期刊
TETRAHEDRON
卷 71, 期 7, 页码 1101-1108出版社
PERGAMON-ELSEVIER SCIENCE LTD
DOI: 10.1016/j.tet.2014.12.088
关键词
Nitrogen heterocycles; Fused-ring systems; Intramolecular cyclization; Selenium; Hydantoins
资金
- Ministry of Education, Science and Technological Development of the Republic of Serbia [172016]

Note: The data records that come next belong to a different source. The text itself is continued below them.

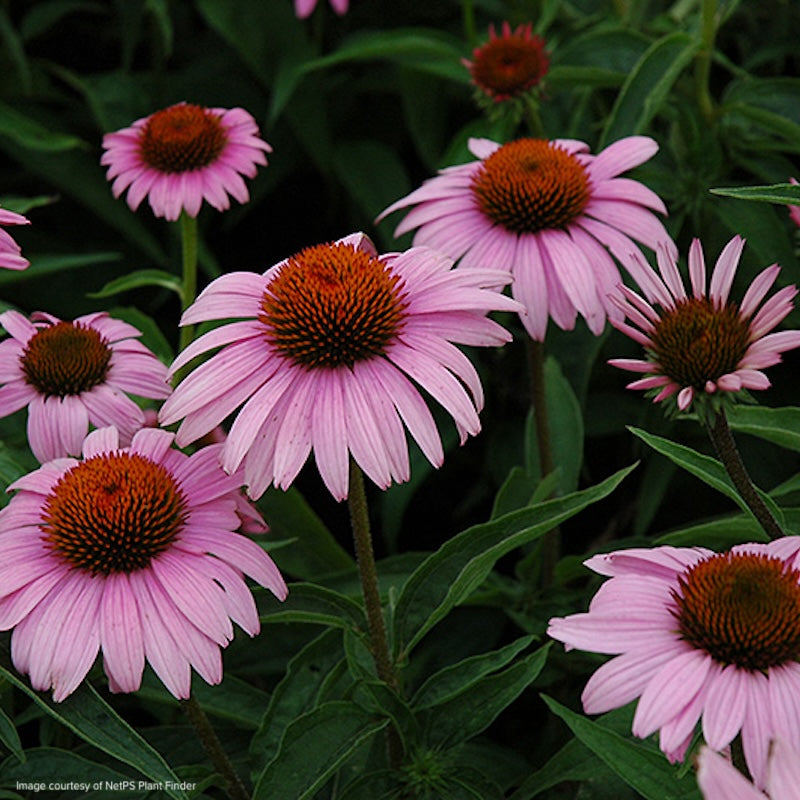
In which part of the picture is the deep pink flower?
[100,103,272,220]
[548,536,800,787]
[0,208,31,269]
[160,234,518,499]
[609,236,800,411]
[294,0,350,19]
[464,22,550,103]
[697,739,800,800]
[0,311,170,463]
[379,136,669,341]
[0,427,286,701]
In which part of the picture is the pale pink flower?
[463,22,550,103]
[0,427,286,702]
[160,234,518,499]
[548,536,800,787]
[0,311,170,463]
[0,208,31,270]
[294,0,350,19]
[697,739,800,800]
[100,103,272,220]
[378,136,669,341]
[609,236,800,411]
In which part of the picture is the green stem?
[706,411,785,539]
[347,459,403,769]
[181,695,250,800]
[461,0,478,47]
[694,0,718,124]
[179,211,197,350]
[528,339,561,589]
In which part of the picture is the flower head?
[0,427,286,701]
[548,536,800,786]
[609,236,800,411]
[0,311,170,463]
[294,0,350,19]
[100,103,272,220]
[464,22,550,103]
[0,208,31,270]
[697,739,800,800]
[379,136,669,341]
[160,234,518,499]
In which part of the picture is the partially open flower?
[0,208,31,269]
[100,103,272,220]
[464,22,550,103]
[0,311,170,463]
[609,236,800,411]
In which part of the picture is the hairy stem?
[706,411,785,539]
[181,695,250,800]
[528,339,561,589]
[347,459,403,769]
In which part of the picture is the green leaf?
[600,32,698,148]
[88,269,182,297]
[628,425,780,520]
[0,102,83,152]
[727,406,800,451]
[260,487,355,581]
[253,700,389,800]
[0,665,187,800]
[419,644,550,748]
[303,28,469,84]
[710,183,800,205]
[0,251,121,285]
[0,708,25,764]
[392,464,636,658]
[261,583,367,630]
[0,747,137,795]
[525,357,583,494]
[542,695,700,800]
[250,630,343,768]
[411,636,534,709]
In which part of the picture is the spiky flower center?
[472,139,590,233]
[20,322,111,397]
[650,297,750,390]
[259,243,406,367]
[139,103,228,173]
[674,553,800,670]
[470,27,549,101]
[41,452,187,575]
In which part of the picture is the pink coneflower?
[463,22,550,103]
[100,103,272,220]
[294,0,350,19]
[0,311,170,463]
[160,234,518,500]
[0,208,31,270]
[697,739,800,800]
[609,236,800,411]
[548,536,800,786]
[379,136,669,341]
[0,427,286,702]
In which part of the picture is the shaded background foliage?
[0,0,800,800]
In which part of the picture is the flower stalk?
[347,459,403,769]
[181,695,250,800]
[706,409,785,539]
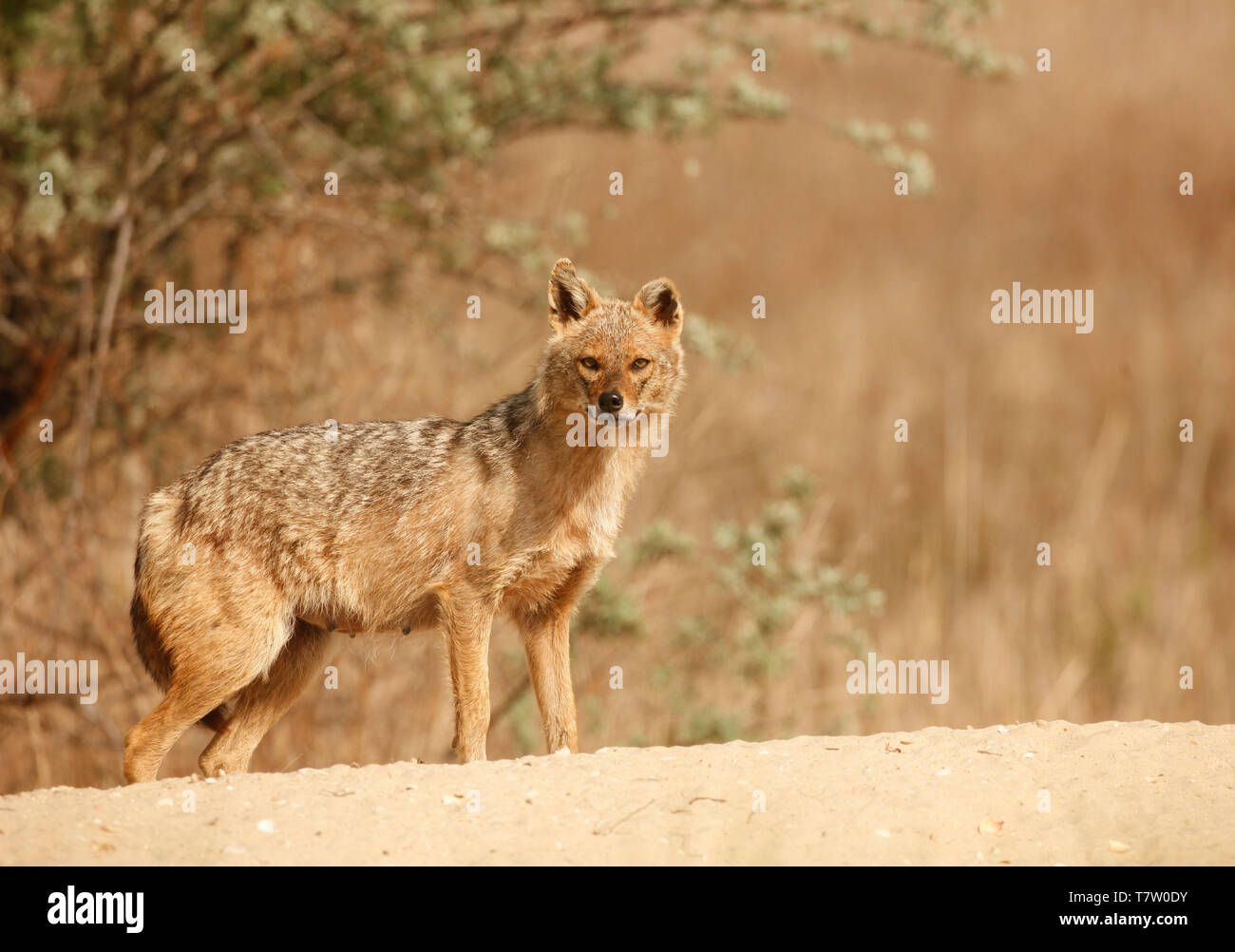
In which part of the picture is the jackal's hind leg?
[198,621,331,776]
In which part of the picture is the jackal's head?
[539,258,686,417]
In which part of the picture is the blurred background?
[0,0,1235,791]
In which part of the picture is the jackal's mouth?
[588,404,642,424]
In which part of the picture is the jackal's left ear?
[635,277,684,335]
[548,258,600,331]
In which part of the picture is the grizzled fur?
[124,258,684,783]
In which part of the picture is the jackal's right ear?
[548,258,600,331]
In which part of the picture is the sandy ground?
[0,721,1235,866]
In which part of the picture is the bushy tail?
[128,504,227,731]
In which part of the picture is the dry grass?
[0,0,1235,791]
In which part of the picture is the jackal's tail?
[128,499,227,731]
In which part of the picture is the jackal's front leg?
[444,601,493,763]
[520,613,580,753]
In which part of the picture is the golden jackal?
[124,258,684,783]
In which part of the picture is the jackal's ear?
[635,277,684,334]
[548,258,600,331]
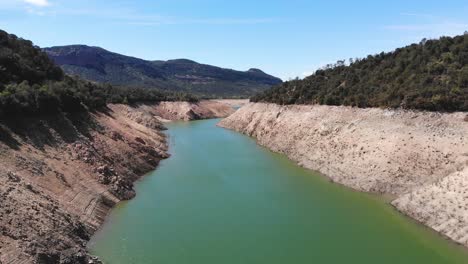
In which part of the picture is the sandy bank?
[0,102,233,264]
[219,103,468,246]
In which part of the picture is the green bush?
[251,35,468,111]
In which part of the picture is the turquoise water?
[90,120,468,264]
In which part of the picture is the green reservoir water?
[90,120,468,264]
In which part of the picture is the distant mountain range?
[43,45,282,97]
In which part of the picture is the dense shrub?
[251,34,468,111]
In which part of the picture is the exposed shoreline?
[0,101,233,264]
[219,103,468,247]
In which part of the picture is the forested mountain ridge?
[251,34,468,111]
[44,45,282,97]
[0,30,196,118]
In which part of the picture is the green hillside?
[0,30,196,118]
[251,34,468,111]
[44,45,282,97]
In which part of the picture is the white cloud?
[23,0,50,7]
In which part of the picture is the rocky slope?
[0,102,232,264]
[44,45,282,97]
[219,103,468,246]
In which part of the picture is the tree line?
[0,30,198,118]
[251,34,468,111]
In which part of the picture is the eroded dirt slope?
[219,103,468,246]
[0,102,232,264]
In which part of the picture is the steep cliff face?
[219,103,468,246]
[0,102,229,264]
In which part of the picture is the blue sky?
[0,0,468,79]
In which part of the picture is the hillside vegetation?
[0,30,196,118]
[44,45,282,98]
[251,34,468,111]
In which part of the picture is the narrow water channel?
[90,120,468,264]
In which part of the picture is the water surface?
[90,120,468,264]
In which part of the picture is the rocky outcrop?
[219,103,468,246]
[0,102,232,264]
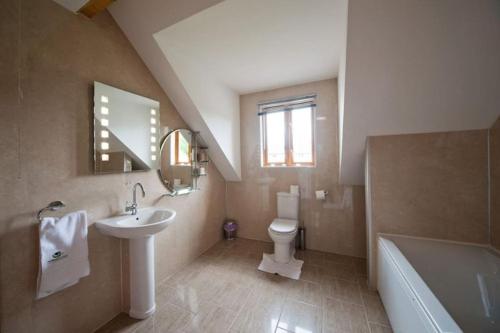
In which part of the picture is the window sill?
[260,164,316,169]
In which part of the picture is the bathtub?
[377,235,500,333]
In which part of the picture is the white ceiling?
[109,0,347,181]
[339,0,500,184]
[154,0,347,94]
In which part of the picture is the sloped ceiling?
[110,0,347,181]
[339,0,500,184]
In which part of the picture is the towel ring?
[36,200,66,222]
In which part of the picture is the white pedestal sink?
[96,207,176,319]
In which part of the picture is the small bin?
[223,220,238,240]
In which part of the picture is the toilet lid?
[270,219,299,233]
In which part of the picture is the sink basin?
[96,207,176,239]
[96,207,176,319]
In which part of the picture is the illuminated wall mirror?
[94,82,160,174]
[159,129,196,195]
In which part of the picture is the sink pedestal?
[129,236,156,319]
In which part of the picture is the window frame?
[259,98,316,168]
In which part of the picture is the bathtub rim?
[377,234,462,332]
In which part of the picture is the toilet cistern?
[125,183,146,215]
[259,189,304,280]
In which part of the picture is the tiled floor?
[98,239,392,333]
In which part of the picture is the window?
[259,96,316,167]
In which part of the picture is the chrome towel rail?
[36,200,66,222]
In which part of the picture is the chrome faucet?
[125,183,146,215]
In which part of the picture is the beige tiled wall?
[227,80,366,257]
[0,0,225,333]
[367,130,489,287]
[490,118,500,250]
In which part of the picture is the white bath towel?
[36,211,90,299]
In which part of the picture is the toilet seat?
[269,219,299,234]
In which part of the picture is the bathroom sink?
[96,207,176,239]
[96,206,176,319]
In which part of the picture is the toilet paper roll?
[316,190,327,200]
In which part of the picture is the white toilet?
[267,192,299,264]
[259,192,304,280]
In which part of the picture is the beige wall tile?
[0,0,225,333]
[367,130,489,287]
[227,79,366,257]
[490,118,500,250]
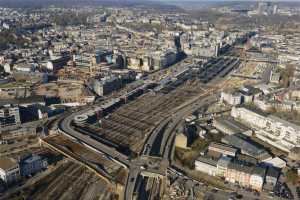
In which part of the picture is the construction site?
[74,80,205,155]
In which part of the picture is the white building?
[220,91,242,106]
[195,157,217,176]
[231,107,300,152]
[0,158,20,184]
[250,167,266,191]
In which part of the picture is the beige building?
[0,158,20,184]
[175,133,187,149]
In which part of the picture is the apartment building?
[0,105,21,128]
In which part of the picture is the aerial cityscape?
[0,0,300,200]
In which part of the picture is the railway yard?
[75,80,205,154]
[7,160,117,200]
[43,135,125,184]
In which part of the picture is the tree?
[286,169,299,184]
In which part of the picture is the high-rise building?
[0,105,21,127]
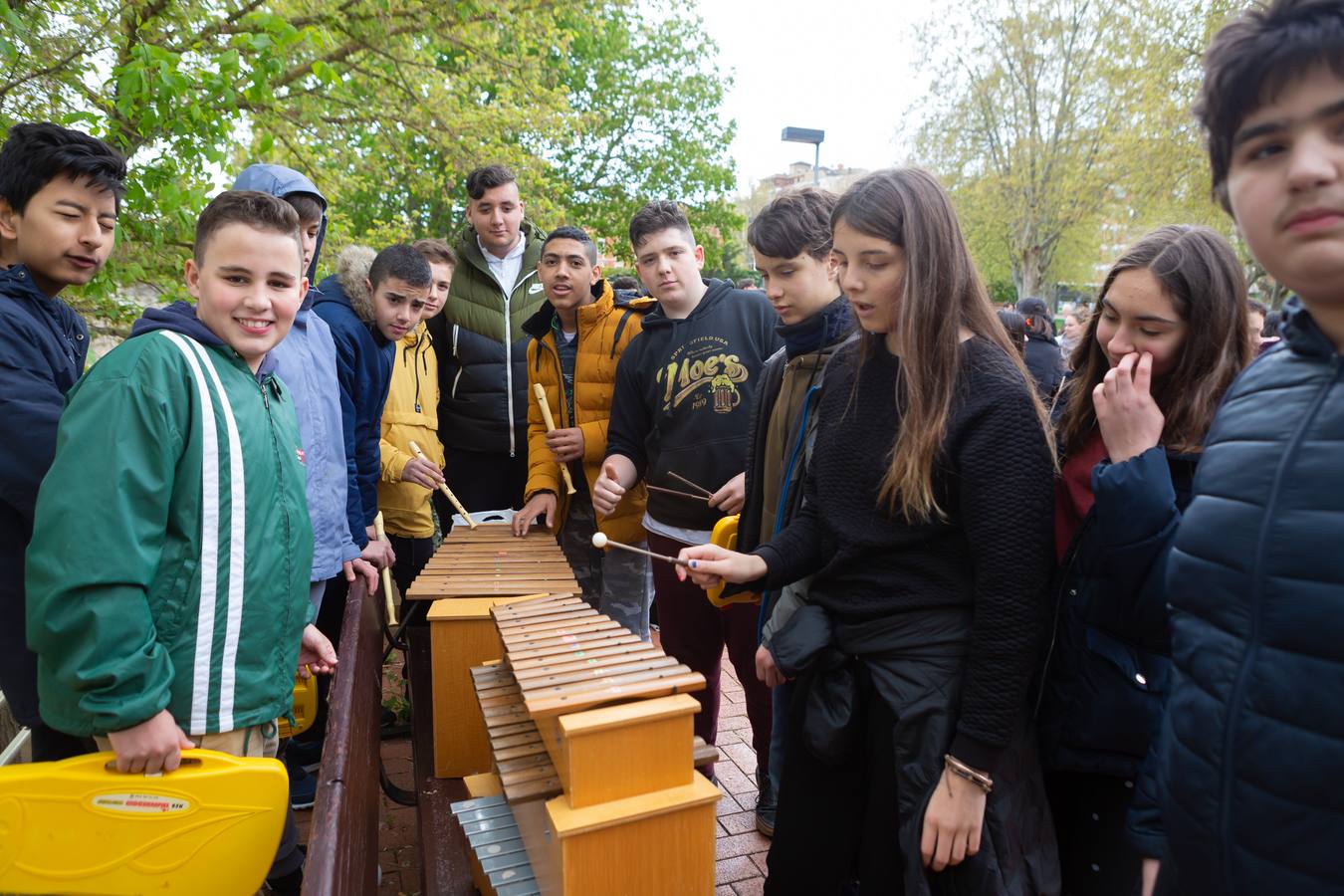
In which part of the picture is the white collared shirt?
[476,231,527,296]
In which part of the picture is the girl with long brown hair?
[681,168,1057,896]
[1039,224,1252,896]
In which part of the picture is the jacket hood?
[454,218,546,271]
[233,164,327,283]
[1266,296,1336,357]
[315,246,377,324]
[130,301,224,345]
[775,296,853,358]
[130,301,276,381]
[644,280,735,330]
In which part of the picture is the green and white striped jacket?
[27,329,314,735]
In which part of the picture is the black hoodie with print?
[606,280,783,531]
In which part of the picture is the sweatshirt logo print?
[654,336,750,414]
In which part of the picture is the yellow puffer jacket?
[377,323,444,539]
[523,280,654,544]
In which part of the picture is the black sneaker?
[757,776,775,837]
[289,766,318,811]
[285,738,323,772]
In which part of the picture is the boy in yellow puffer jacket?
[514,227,653,639]
[377,239,457,593]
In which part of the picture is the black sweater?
[606,280,784,530]
[756,338,1053,765]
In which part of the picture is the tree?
[0,0,731,317]
[917,0,1229,296]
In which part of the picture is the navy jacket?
[314,276,396,547]
[1037,447,1199,857]
[0,265,89,726]
[1161,300,1344,896]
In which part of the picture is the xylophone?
[453,596,719,896]
[406,523,579,778]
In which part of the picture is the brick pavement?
[299,654,771,896]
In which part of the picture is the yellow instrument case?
[704,513,761,610]
[0,750,289,896]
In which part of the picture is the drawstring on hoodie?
[402,328,434,414]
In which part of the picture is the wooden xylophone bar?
[416,523,582,778]
[471,596,718,896]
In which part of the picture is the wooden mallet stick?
[373,511,396,626]
[668,470,714,499]
[592,532,691,566]
[533,383,575,495]
[644,482,710,501]
[411,439,480,532]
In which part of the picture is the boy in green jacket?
[27,191,336,892]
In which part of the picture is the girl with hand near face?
[1039,224,1252,896]
[681,169,1057,896]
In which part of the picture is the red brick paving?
[297,654,771,896]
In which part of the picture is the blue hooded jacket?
[0,265,89,726]
[234,165,367,566]
[314,259,396,543]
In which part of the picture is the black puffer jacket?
[1025,334,1066,405]
[1163,301,1344,895]
[425,220,546,457]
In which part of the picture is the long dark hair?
[830,168,1049,523]
[1060,224,1252,454]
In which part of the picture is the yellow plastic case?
[704,513,761,610]
[0,750,289,896]
[276,674,318,739]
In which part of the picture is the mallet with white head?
[592,532,691,566]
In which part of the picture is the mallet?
[533,383,573,495]
[411,439,480,530]
[373,511,396,626]
[592,532,691,566]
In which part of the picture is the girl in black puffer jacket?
[1037,226,1251,896]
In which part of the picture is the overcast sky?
[699,0,933,192]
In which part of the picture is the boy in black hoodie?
[592,200,781,795]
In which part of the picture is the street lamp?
[780,127,826,187]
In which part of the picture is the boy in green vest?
[27,191,336,893]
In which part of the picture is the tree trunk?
[1012,247,1044,299]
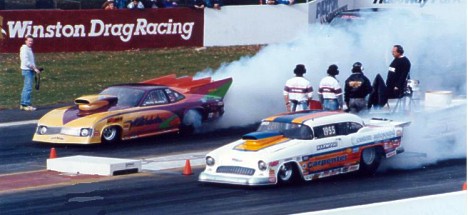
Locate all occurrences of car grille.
[38,127,62,134]
[216,166,255,175]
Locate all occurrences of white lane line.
[0,120,38,128]
[141,151,209,171]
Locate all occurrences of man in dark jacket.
[345,62,372,114]
[385,45,411,99]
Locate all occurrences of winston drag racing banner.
[0,8,204,53]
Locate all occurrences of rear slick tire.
[359,147,382,175]
[277,163,299,185]
[101,126,120,144]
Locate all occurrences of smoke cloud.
[197,4,467,167]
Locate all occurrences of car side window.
[143,90,169,106]
[314,124,338,139]
[165,88,185,103]
[347,122,363,134]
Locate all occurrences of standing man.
[385,45,411,99]
[283,64,313,112]
[20,35,41,111]
[318,64,343,110]
[345,62,372,114]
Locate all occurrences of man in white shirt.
[127,0,145,9]
[20,35,40,111]
[318,64,343,110]
[283,64,313,112]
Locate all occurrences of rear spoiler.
[140,74,232,98]
[366,118,411,127]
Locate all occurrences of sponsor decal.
[317,142,338,151]
[385,150,396,158]
[107,117,122,123]
[374,131,395,141]
[125,115,164,129]
[308,155,348,168]
[0,16,7,40]
[355,135,373,144]
[268,161,279,167]
[2,18,195,42]
[372,0,462,7]
[232,158,242,162]
[50,136,64,140]
[352,131,396,145]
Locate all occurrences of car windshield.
[257,121,314,140]
[99,87,145,107]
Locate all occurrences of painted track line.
[0,120,38,128]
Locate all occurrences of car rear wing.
[141,74,232,98]
[366,118,411,127]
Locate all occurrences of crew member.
[283,64,313,112]
[318,64,343,110]
[345,62,372,114]
[385,45,411,99]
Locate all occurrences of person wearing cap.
[127,0,145,10]
[345,62,372,114]
[318,64,343,111]
[385,45,411,99]
[283,64,313,112]
[102,0,117,10]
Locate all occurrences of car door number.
[322,126,336,137]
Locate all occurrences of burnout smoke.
[194,1,467,167]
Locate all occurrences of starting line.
[47,151,208,176]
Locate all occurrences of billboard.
[0,8,204,53]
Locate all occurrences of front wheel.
[181,109,203,134]
[101,126,120,143]
[278,163,299,184]
[359,147,382,175]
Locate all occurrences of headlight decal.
[205,156,215,166]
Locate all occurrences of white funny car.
[199,111,408,186]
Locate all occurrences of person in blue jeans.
[20,35,41,111]
[318,64,343,111]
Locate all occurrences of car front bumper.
[198,172,276,186]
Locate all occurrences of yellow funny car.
[33,75,232,144]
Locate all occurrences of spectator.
[345,62,372,114]
[318,64,343,110]
[283,64,313,112]
[114,0,127,9]
[20,35,41,111]
[163,0,177,8]
[205,0,223,10]
[127,0,145,10]
[102,0,117,10]
[191,0,206,9]
[276,0,294,5]
[385,45,411,99]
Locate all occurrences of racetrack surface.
[0,109,466,214]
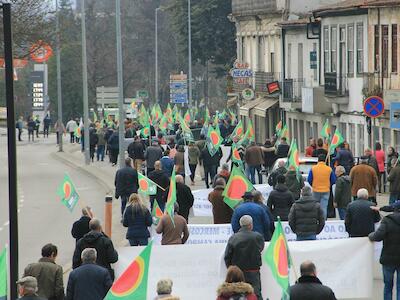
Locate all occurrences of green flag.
[263,217,291,299]
[0,248,7,300]
[164,168,176,227]
[222,166,254,209]
[138,173,157,195]
[104,241,153,300]
[57,174,79,212]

Sequential 5-alkenyl hydantoin and pyrrolidine ring-forming reactions have been applied in the synthesis of conformationally constrained fused bicyclic scaffold. They are assembled by a three-step reaction sequence from two variable building blocks (readily available beta-ketoesters and alkenyl halides) by combining a Bucherer-Bergs reaction with a final selenium-promoted intramolecular cyclization as a key step. The chemoselectivity of this bicyclic hydantoin formation is strongly influenced by experimental factors such as the solvent and the use of additives. The reaction is regiospecific giving only five-membered fused bicyclic hydantoins in good to excellent yields stemming from the nucleophilic attack of the nitrogen atom to a cyclic seleniranium ion intermediate during the cyclization step. A separable diastereomeric mixture is obtained: the products with bridgehead substituents and phenylseleno groups in cis relationships were formed predominantly. The reaction tolerates a variety of substitution at the double bond, furthermore, the presence of substituents at C(5) and N(3) position opens up the capability of generating a broad structural diversity. (C) 2014 Elsevier Ltd. All rights reserved.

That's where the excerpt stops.